Solution Approach 2:
The system changes the parameters of screening from fixed generalized cutoffs to dynamic, patient-specific thresholds generated by the language model. Based on individual risk factors identified in the patient history, the system adjusts the screening parameters and question selection to optimize prediction accuracy for each patient while keeping the process simple through automated generation.
4Productivity
If rapid at-home screening is implemented, then accessibility and speed improve, but measurement precision may decrease without complex diagnostic equipment
Solution Approach 1:
The system replaces complex mechanical diagnostic equipment with a language model-based information processing system for the initial screening phase.

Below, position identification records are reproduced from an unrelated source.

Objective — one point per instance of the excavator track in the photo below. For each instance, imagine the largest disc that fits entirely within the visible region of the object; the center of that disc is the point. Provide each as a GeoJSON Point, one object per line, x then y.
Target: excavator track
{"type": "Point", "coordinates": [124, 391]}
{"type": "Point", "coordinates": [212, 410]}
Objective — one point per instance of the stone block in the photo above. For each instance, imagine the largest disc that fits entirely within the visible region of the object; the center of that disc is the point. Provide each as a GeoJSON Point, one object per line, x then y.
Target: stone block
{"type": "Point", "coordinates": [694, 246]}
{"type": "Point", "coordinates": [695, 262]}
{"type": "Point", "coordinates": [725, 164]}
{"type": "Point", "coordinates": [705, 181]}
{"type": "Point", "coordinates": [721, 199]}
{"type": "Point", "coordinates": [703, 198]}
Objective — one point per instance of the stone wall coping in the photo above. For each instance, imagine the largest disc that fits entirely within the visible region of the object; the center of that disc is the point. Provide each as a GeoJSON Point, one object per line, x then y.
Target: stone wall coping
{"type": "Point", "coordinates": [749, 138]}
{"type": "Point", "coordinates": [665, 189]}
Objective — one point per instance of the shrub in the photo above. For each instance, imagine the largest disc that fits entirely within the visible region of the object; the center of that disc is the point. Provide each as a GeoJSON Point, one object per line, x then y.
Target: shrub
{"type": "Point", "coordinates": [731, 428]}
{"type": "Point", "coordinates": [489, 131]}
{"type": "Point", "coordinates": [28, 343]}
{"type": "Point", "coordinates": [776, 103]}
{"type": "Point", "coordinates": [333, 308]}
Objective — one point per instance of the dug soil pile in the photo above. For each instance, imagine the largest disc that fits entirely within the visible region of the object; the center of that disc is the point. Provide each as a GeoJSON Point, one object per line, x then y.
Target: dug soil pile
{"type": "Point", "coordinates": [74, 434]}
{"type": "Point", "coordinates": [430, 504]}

The language model processes patient history and generates risk stratification through computational analysis rather than physical testing, enabling rapid at-home screening while maintaining precision through advanced natural language processing and multimodal prediction algorithms.
Solution Approach 2:
The system adds the dimension of temporal efficiency by performing comprehensive risk assessment in the information space rather than requiring time-consuming physical testing. The language model analyzes patient history and generates predictions in silico, allowing rapid screening without sacrificing precision by transitioning from time-based diagnostic processes to computation-based assessment.
Data Source
AI summary
A system leverages a multimodal model to predict peripheral arterial disease (PAD) risk. The system provides a dynamic questionnaire leveraging a language model to generate questions in response to user input. From the dynamic questionnaire, the system identifies user-specific risk factor(s) for PAD. The system also receives sensor data recorded by health sensor(s) including biometric signals of the user. The system applies a sensor classification model to the sensor data to output clinical data associated with a health state of the user. The system applies a multimodal PAD risk prediction model to the identified user-specific risk factors and the clinical data to output a PAD risk prediction indicating whether the user is at risk for PAD. Based on the outputs, the system generates and transmits one or more personalized recommendations for the user for treating or mitigating PAD risk and/or control instructions for controlling operation of the health sensor(s) and/or the medical device(s).